Are You More Likely To Get COVID-19 In A Plane Or A Restaurant?
February 9, 2021
An epidemiologist and 15-year Harvard School of Public Health faculty member questioned the wisdom of shutting down in-person dining as a way to control COVID-19 spread if the main reason is customers can’t wear masks while eating.
Dr. Daniel Halperin told the House Agriculture Committee Wednesday “the evidence on masks is really cloudy.” What seems to count more in reducing COVID-19 spread is ventilation and filtration system improvements as well as social distancing.
Halperin said if in-person dining were a dangerous situation, he would expect airline passengers, who spend several hours packed into planes virtually shoulder to shoulder, to show a higher rate of transmission.
In Michigan, airplane travel was not banned while in person dining was paused for nearly three months from November to Feb. 2 when the state saw its highest-ever COVID-19 case numbers.
Halperin, who has had more than 60 articles published in peer reviewed journals including Science and The Lancet, was testifying during a hearing in which Republican committee members in particular vented to state agriculture officials about restaurants closing for what initially seemed to be a three-week pause.
The governor’s pause “obviously worked” because cases of COVID-19 have come down, said Gary McDowell, director of the Agriculture and Rural Development Department.
“At that time, that was when the rates were skyrocketing. There was an increase in the number of cases and deaths in this state and we were looking at possibly not having hospital beds open, so the governor took actions to stop that increase.”
Committee Chair Julie Alexander (R-Hanover) wasn’t convinced.
Asked whether improvements at a restaurant were taken into consideration, McDowell noted that under the DHHS order allowing restaurants to open to 25% capacity, an increase in capacity is allowed for if a restaurant has improved its ventilation system.
The same type of data used to make that exception should have been allowed to extend across the board, she said.
“I think Rep. (Daire) Rendon (R-Lake City) made a very valid point, that if we are going to look at the data and make that leap in connection, we also need to be looking at, did those numbers go down, did those numbers go up in other states that were allowing restaurants to be open. I want to make sure that the data we are comparing is comparable data,” Alexander told MIRS following the hearing.

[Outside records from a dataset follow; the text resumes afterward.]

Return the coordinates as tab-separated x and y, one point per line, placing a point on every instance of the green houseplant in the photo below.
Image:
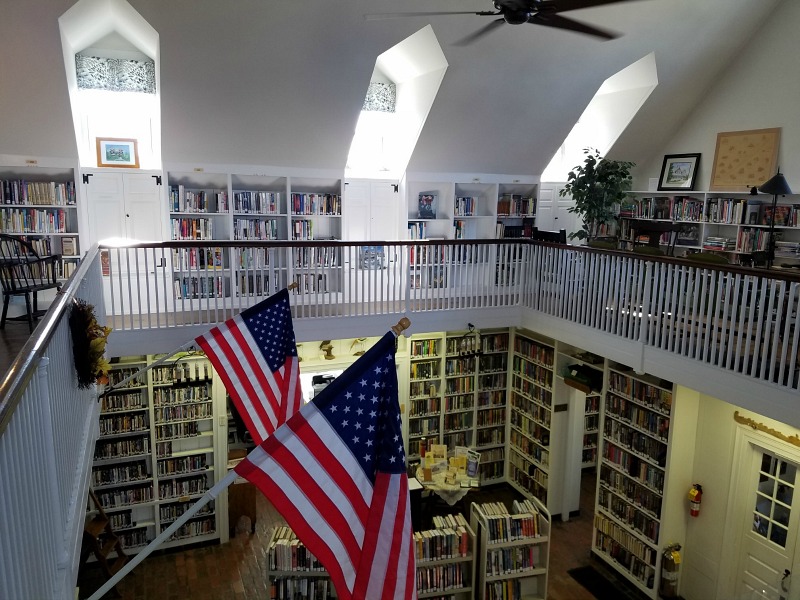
596	186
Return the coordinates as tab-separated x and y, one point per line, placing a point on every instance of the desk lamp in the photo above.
776	186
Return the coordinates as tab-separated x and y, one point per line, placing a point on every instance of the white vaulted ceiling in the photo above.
280	82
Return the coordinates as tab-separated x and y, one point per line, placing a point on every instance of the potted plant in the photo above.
596	186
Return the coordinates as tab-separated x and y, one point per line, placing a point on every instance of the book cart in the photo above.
512	549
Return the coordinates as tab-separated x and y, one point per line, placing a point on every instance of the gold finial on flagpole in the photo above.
401	326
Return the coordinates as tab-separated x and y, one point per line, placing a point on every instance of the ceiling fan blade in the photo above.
559	22
382	16
488	28
554	6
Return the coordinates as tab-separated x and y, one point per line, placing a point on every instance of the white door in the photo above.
767	553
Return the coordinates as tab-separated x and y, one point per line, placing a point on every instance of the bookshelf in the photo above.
292	571
735	224
516	210
158	448
471	208
445	558
512	550
457	395
638	508
530	459
40	204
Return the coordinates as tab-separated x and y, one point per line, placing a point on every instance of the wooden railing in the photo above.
742	320
47	432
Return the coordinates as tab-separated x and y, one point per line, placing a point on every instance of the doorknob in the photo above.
786	583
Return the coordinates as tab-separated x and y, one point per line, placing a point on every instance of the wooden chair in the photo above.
654	230
24	273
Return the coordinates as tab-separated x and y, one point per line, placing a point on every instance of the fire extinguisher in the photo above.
670	565
695	496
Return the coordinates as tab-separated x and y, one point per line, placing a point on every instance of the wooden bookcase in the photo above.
638	508
445	558
40	204
158	450
457	395
512	550
531	422
291	568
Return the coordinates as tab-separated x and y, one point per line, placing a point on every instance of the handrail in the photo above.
19	374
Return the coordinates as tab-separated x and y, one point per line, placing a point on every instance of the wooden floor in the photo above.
236	570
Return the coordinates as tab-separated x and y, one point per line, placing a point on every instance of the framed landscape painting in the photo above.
117	152
678	172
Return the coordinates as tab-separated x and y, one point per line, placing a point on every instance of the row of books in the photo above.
285	552
515	205
31	220
719	243
192	229
186	259
316	204
505	527
182	200
255	229
199	287
19	191
262	203
442	543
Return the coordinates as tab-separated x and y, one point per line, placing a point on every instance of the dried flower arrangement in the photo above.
89	340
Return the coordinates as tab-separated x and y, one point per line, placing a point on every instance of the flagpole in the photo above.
145	552
164	359
401	326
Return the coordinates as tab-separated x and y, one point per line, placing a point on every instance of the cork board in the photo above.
744	159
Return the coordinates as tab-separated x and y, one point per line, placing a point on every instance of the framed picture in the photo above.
117	152
678	172
744	159
427	205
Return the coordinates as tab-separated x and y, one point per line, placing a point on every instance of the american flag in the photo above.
255	355
336	472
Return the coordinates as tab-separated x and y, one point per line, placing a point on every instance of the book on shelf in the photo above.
426	207
783	215
69	246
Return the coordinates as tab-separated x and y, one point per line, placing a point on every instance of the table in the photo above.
449	492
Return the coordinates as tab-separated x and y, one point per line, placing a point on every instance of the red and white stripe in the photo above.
361	535
264	399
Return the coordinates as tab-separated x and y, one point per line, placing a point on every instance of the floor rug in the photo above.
599	585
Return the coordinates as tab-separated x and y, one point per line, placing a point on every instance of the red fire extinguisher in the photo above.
695	496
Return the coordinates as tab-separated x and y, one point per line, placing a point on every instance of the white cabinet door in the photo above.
124	205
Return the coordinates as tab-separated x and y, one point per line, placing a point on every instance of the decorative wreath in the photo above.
88	345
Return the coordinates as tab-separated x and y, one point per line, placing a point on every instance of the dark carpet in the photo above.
600	586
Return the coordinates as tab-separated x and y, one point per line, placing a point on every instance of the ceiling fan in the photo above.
517	12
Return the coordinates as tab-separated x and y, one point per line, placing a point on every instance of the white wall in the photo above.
759	90
706	569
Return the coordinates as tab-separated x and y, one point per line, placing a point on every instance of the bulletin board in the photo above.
744	159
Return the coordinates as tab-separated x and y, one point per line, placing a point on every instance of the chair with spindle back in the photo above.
24	273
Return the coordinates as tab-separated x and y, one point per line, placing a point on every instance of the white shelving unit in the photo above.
512	550
41	205
640	503
531	459
159	449
457	395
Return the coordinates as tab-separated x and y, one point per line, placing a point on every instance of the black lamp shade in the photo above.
776	186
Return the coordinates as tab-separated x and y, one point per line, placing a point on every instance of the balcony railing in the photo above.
743	321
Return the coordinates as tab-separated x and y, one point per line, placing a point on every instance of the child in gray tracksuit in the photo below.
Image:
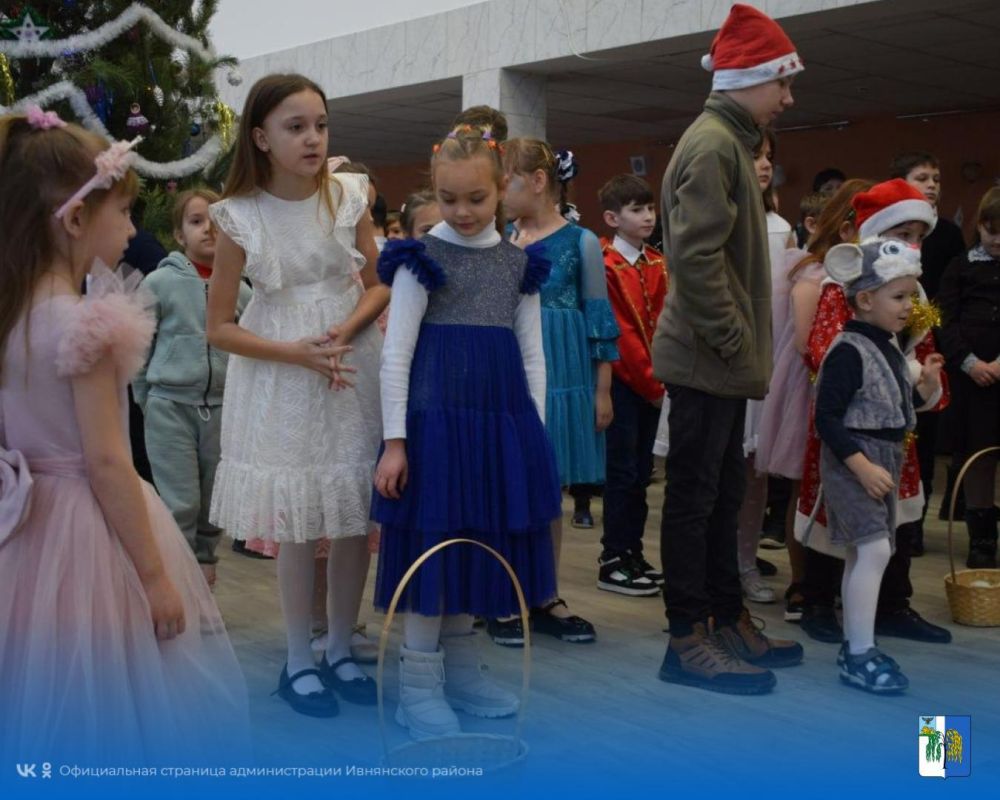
180	387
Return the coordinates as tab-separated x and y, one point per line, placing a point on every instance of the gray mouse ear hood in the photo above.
871	264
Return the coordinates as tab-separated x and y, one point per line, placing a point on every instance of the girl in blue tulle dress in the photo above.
580	336
466	454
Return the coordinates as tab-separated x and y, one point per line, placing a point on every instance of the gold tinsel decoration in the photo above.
6	81
226	121
924	316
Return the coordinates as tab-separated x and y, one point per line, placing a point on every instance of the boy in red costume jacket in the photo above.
637	283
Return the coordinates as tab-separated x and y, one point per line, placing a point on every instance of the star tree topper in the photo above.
25	28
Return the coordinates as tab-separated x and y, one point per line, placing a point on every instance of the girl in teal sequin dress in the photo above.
579	338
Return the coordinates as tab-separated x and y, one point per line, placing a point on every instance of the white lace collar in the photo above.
487	237
626	249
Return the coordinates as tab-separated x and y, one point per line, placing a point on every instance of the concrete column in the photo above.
519	95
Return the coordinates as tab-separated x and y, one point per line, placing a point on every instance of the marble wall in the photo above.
491	36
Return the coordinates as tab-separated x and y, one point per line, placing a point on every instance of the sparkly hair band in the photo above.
112	164
487	136
566	168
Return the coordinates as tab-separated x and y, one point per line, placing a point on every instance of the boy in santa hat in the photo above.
712	349
865	405
892	210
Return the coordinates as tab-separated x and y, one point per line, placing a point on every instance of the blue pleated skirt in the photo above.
569	397
480	467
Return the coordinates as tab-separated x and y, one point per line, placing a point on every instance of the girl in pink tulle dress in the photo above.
112	650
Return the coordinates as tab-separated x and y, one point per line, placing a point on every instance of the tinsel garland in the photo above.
200	160
203	158
92	40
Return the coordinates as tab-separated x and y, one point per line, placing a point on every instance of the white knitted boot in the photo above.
422	706
469	686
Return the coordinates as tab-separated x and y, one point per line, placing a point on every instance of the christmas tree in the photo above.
119	68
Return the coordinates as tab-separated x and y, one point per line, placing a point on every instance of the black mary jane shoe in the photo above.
567	629
360	691
314	704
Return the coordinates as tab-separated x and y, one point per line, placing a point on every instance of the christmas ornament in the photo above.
137	123
6	80
29	27
225	121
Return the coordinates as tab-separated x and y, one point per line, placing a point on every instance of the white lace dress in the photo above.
297	458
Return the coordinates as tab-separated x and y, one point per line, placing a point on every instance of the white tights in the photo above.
347	569
863	570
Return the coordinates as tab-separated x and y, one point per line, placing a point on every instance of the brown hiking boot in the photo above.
746	641
704	661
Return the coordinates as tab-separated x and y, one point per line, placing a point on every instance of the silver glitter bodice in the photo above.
482	285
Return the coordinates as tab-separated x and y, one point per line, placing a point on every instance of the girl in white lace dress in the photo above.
301	423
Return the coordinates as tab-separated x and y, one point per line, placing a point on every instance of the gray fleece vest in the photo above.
877	404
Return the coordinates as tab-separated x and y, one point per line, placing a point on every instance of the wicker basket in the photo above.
486	751
977	605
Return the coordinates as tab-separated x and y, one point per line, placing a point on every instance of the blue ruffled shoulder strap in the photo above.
537	270
412	254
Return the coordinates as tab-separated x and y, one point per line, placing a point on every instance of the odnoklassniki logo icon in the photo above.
944	747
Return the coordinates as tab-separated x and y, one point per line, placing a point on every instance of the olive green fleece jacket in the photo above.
714	334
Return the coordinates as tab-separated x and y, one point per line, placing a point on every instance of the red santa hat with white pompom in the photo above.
749	49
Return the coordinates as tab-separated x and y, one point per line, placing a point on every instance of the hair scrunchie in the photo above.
567	167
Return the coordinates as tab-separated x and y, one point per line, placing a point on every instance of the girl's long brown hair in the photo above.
39	170
524	156
835	213
251	167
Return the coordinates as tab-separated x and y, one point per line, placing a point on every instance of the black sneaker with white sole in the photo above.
620	572
651	572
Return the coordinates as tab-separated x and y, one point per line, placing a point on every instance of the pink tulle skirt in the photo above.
83	678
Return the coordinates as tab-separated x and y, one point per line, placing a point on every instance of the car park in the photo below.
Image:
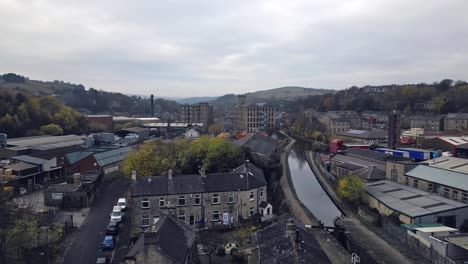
122	202
116	214
108	243
103	260
112	228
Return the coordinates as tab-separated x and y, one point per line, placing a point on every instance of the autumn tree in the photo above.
351	188
216	128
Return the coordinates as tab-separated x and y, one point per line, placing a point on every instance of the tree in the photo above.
52	129
216	128
351	188
210	241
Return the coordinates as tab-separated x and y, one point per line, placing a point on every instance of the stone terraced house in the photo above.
200	199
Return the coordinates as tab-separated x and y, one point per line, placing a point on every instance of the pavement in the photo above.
87	242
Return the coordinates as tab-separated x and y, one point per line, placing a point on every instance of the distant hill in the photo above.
194	100
90	101
288	92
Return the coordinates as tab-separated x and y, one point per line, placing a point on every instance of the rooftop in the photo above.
410	201
449	163
449	178
365	134
277	244
169	237
46	142
195	183
258	143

She explained the point of the hearing Wednesday was to educate members about MDARD’s role in shutting those restaurants down and hold MDARD accountable for enforcing a standard set by the Department of Health and Human Services (DHHS). Alexander said she felt those goals were achieved.
Rep. Bryan Posthumus (R-Greenville) asked what authority MDARD has to enforce rules set by DHHS.
Tim Slawinski, head of MDARD’s Food and Dairy Division, said MDARD was acting under its own authority. It has the power to suspend licenses for food service industry providers when there is an “imminent danger,” such as a result of food spoilage.
McDowell contended that of the 45,000 licenses overseen by MDARD — which includes processors, hospitals and gas stations, but not restaurants — only 22 cease and desist orders have been issued.
Restaurants are overseen by local health departments. According to the Michigan Restaurant and Lodging Association, there are 16,500 establishments in Michigan and 23%, approximately 4,000 locations, say they are unlikely to still be in business in six months.
Ten percent of Michigan’s workforce, she said, is employed in the food service industry. Alexander said she’s concerned about the number of workers put out of a job when restaurants are shutdown.
“Those are the people that are hiring those single moms with kids. Forget about Christmas and Christmas gifts, they’re not able to pay their bills. I would also question, are those waitresses going to be able to get unemployment claims? The questions go on and on,” Alexander said.